Department of Neuroimaging, Institute of Psychiatry, Psychology & Neuroscience King's College London, London, SE5 8AF, UK.
Bioessays. 2018 Jul;40(7):e1700221. doi: 10.1002/bies.201700221. Epub 2018 Jun 8.
The lack of specificity in neuroimaging studies of neurological and psychiatric diseases suggests that these different diseases have more in common than is generally considered. Potentially, features that are secondary effects of different pathological processes may share common neurobiological underpinnings. Intriguingly, many of these mechanisms are also observed in studies of normal (i.e., non-pathological) brain ageing. Different brain diseases may be causing premature or accelerated ageing to the brain, an idea that is supported by a line of "brain ageing" research that combines neuroimaging data with machine learning analysis. In reviewing this field, I conclude that such observations could have important implications, suggesting that we should shift experimental paradigm: away from characterizing the average case-control brain differences resulting from a disease toward methods that place individuals in their age-appropriate context. This will also lead naturally to clinical applications, whereby neuroimaging can contribute to a personalized-medicine approach to improve brain health.

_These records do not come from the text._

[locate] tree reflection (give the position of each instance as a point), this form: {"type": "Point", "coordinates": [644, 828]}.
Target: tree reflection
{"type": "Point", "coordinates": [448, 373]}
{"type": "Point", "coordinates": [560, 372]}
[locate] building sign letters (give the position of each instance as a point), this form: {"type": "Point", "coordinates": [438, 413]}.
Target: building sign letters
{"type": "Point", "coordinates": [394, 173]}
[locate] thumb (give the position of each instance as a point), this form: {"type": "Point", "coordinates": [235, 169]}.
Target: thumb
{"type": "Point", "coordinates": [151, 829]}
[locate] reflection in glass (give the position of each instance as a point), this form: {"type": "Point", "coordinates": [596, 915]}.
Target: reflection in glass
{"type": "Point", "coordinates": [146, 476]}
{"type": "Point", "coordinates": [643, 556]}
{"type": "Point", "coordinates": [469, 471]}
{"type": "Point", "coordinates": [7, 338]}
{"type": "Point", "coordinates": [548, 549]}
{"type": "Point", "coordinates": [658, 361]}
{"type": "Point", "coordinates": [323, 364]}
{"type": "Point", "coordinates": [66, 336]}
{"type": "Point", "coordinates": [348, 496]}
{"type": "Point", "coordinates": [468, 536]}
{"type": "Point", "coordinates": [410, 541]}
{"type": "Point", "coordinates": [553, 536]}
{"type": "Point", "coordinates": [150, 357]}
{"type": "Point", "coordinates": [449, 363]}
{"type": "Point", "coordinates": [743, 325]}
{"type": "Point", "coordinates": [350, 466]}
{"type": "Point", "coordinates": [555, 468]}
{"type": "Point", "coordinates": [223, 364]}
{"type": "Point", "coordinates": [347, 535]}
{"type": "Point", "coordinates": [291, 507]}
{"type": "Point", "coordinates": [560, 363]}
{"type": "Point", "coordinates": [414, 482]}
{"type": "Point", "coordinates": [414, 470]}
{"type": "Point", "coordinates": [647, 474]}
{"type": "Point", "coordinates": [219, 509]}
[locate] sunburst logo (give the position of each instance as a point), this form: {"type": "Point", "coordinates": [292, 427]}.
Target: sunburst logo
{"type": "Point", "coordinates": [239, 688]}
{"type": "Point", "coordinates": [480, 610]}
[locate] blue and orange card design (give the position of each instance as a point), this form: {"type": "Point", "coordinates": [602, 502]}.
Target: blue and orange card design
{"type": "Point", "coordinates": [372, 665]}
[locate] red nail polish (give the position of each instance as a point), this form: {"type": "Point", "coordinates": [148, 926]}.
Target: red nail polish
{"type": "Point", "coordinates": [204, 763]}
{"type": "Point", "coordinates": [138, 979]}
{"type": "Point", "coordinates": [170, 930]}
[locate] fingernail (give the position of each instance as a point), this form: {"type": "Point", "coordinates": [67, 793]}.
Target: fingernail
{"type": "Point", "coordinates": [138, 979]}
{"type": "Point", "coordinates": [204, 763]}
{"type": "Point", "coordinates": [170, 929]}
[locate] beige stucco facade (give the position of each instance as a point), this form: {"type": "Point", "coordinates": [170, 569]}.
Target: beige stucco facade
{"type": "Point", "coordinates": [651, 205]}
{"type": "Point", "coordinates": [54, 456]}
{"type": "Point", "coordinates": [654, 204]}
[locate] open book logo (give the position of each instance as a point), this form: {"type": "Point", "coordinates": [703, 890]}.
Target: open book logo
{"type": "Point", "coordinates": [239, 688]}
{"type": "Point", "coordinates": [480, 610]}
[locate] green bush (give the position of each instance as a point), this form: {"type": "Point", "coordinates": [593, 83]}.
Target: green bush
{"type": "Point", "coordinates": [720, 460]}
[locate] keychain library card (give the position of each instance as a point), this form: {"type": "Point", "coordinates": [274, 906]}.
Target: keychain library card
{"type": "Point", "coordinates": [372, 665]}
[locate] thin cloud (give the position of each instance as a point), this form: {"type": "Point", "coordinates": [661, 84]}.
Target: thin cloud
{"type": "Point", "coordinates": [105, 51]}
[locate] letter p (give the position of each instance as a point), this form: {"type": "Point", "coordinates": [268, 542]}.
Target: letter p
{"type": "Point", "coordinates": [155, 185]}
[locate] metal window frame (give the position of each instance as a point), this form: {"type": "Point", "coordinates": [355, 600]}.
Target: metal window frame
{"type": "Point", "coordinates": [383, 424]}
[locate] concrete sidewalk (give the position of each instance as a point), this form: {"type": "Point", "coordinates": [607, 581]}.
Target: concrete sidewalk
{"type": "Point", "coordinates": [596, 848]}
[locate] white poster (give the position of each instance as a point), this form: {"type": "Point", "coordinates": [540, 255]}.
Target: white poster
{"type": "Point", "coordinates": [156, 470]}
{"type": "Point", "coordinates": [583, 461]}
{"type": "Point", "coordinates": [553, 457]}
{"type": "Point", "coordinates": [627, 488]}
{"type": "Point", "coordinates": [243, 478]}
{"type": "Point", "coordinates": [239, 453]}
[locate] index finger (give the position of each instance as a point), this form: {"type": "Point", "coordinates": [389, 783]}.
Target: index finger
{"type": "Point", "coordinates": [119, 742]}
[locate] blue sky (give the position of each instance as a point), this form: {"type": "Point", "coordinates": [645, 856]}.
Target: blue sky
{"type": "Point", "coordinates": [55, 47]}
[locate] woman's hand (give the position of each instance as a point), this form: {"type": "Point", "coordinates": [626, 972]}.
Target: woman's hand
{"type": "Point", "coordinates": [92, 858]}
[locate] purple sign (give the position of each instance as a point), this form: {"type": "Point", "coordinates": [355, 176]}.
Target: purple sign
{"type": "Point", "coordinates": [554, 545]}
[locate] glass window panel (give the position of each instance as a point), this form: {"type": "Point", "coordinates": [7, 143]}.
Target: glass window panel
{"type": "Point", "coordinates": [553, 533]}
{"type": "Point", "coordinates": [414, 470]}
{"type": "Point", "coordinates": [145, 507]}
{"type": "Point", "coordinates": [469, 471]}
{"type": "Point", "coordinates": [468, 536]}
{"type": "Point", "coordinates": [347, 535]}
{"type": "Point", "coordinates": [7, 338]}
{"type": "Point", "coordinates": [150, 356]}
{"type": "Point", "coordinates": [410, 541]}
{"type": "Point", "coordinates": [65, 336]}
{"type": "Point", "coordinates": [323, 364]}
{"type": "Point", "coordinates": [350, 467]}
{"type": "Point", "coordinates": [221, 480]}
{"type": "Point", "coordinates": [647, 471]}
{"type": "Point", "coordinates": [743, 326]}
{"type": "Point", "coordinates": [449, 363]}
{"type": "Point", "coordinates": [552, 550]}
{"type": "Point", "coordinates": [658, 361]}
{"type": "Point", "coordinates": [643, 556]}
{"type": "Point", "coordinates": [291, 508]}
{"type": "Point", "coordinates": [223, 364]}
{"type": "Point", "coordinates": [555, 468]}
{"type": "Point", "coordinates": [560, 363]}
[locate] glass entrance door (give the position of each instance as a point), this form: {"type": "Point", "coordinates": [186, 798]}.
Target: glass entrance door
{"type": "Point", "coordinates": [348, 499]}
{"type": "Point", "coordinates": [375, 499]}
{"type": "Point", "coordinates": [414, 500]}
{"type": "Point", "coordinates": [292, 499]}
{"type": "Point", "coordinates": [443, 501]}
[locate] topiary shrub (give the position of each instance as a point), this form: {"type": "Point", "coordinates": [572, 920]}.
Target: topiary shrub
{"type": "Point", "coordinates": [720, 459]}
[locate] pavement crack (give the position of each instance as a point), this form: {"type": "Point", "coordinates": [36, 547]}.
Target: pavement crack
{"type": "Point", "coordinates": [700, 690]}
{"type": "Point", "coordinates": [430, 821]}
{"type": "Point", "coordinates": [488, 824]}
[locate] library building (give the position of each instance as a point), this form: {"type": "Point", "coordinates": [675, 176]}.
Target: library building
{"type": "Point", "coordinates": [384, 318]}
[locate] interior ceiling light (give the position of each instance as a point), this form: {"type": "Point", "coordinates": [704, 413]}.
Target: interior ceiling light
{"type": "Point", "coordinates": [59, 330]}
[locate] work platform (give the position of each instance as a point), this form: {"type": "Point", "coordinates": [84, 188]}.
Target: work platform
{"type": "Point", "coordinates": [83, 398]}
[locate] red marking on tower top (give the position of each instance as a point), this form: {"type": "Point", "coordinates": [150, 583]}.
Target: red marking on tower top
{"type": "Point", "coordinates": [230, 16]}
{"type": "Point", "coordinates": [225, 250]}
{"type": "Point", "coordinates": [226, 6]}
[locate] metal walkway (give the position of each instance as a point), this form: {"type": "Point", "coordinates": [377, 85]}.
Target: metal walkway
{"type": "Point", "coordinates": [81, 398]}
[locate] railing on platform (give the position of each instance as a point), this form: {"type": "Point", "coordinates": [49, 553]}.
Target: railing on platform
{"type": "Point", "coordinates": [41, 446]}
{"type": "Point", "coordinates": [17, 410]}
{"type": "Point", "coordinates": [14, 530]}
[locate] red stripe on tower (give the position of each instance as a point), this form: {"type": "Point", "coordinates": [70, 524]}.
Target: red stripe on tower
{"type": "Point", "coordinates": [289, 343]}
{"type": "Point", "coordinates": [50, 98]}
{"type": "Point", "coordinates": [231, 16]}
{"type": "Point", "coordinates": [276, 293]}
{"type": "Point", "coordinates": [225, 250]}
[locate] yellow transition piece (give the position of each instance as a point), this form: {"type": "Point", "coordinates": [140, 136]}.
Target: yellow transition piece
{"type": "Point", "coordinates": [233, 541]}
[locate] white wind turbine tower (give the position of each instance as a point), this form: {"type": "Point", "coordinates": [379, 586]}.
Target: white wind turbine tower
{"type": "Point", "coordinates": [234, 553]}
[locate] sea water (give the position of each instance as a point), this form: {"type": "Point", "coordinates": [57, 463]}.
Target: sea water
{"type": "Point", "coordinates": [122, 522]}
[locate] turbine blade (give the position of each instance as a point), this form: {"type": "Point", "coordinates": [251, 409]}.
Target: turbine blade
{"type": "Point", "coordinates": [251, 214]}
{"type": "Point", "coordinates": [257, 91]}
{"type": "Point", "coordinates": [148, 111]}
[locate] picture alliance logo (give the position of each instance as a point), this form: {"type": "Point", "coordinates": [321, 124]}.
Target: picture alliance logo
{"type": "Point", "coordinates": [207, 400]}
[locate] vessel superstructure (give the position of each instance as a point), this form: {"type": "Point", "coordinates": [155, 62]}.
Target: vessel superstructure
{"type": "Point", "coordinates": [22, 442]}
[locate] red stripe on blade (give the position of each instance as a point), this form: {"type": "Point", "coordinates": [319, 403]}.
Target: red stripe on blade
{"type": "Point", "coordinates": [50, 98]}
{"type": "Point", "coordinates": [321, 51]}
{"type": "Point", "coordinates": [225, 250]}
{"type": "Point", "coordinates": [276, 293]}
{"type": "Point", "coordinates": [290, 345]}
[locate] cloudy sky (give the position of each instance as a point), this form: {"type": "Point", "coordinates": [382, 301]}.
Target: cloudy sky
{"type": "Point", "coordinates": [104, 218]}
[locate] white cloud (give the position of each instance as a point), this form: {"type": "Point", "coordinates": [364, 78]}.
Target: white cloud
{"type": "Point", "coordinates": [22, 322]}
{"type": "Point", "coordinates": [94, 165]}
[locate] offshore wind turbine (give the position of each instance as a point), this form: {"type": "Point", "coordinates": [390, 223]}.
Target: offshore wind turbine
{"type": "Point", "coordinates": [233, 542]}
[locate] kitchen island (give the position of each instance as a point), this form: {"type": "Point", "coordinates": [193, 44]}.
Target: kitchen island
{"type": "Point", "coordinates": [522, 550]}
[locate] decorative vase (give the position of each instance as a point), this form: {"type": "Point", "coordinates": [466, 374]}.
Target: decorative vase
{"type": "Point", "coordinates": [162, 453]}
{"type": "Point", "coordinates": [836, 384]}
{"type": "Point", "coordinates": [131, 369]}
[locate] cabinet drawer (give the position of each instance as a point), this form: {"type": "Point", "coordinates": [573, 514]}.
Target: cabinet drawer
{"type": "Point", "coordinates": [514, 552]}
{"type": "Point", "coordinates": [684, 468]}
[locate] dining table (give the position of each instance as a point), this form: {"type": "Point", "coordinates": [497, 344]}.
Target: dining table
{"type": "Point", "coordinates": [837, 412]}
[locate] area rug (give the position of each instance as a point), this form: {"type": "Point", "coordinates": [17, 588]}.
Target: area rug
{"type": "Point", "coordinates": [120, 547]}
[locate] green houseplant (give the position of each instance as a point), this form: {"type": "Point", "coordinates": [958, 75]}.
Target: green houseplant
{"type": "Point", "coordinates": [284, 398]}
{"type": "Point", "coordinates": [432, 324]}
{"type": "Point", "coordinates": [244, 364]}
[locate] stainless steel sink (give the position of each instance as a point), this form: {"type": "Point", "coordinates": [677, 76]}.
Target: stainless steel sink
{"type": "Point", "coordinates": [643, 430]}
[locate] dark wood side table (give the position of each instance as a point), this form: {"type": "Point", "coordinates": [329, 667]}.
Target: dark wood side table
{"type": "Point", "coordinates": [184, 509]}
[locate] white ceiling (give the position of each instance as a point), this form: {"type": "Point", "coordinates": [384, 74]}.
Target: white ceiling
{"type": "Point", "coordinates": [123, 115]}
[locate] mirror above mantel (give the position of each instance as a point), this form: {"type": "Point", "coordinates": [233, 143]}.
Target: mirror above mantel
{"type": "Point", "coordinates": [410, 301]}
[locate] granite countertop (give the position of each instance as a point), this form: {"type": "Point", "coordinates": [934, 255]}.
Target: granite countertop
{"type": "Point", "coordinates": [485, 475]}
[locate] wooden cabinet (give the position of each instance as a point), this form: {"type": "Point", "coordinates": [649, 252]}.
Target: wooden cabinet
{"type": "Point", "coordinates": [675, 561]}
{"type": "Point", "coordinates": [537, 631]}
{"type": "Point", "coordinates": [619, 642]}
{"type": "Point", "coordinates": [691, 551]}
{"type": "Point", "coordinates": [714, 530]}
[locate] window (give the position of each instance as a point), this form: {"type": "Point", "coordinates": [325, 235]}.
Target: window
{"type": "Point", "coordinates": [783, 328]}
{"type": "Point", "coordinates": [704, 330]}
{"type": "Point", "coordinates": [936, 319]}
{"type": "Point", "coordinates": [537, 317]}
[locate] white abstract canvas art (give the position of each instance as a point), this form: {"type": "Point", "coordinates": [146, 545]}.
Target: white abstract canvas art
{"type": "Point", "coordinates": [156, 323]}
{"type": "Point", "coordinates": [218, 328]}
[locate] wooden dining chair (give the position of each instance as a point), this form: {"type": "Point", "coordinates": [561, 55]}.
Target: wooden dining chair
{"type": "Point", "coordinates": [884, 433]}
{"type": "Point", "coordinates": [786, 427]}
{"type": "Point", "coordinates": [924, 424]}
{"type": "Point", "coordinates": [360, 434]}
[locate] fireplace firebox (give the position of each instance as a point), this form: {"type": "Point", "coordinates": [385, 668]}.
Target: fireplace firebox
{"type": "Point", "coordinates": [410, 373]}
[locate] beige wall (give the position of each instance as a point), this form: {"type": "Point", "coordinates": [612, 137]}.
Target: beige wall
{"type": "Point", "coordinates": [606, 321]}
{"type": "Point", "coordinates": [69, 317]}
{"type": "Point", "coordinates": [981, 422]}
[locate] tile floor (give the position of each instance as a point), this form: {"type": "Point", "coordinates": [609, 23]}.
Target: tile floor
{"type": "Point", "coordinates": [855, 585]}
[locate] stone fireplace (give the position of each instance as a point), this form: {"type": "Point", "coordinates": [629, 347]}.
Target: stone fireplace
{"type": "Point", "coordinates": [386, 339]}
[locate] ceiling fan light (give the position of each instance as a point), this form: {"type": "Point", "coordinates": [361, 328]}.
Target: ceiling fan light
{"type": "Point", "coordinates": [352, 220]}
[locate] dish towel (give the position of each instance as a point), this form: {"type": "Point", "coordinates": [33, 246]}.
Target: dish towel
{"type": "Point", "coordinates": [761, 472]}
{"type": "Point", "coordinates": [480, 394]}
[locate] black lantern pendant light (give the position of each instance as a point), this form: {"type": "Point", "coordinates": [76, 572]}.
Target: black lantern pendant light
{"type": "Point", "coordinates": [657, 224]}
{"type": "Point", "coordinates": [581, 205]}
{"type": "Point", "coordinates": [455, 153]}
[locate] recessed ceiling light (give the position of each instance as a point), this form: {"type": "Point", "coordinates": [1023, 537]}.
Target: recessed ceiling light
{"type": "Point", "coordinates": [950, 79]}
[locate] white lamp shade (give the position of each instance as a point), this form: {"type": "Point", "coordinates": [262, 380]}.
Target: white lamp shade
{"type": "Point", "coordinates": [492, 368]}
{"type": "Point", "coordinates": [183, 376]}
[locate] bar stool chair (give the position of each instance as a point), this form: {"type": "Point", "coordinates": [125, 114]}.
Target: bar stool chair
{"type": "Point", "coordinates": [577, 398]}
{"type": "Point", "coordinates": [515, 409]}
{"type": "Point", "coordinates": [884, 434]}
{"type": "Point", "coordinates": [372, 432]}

神经影像学研究表明,神经和精神疾病缺乏特异性,这表明这些不同的疾病比人们普遍认为的有更多的共同之处。可能,不同病理过程的次要影响特征可能具有共同的神经生物学基础。有趣的是,许多这些机制也在正常(即非病理性)大脑老化的研究中观察到。不同的脑部疾病可能导致大脑过早或加速老化,这一观点得到了“大脑老化”研究的支持,该研究将神经影像学数据与机器学习分析相结合。在回顾这一领域时,我得出的结论是,这些观察结果可能具有重要意义,这表明我们应该改变实验范式:从描述由疾病引起的平均病例对照大脑差异的方法转向将个体置于与其年龄相适应的环境中的方法。这也将自然而然地导致临床应用,即神经影像学可以为改善大脑健康的个性化医疗方法做出贡献。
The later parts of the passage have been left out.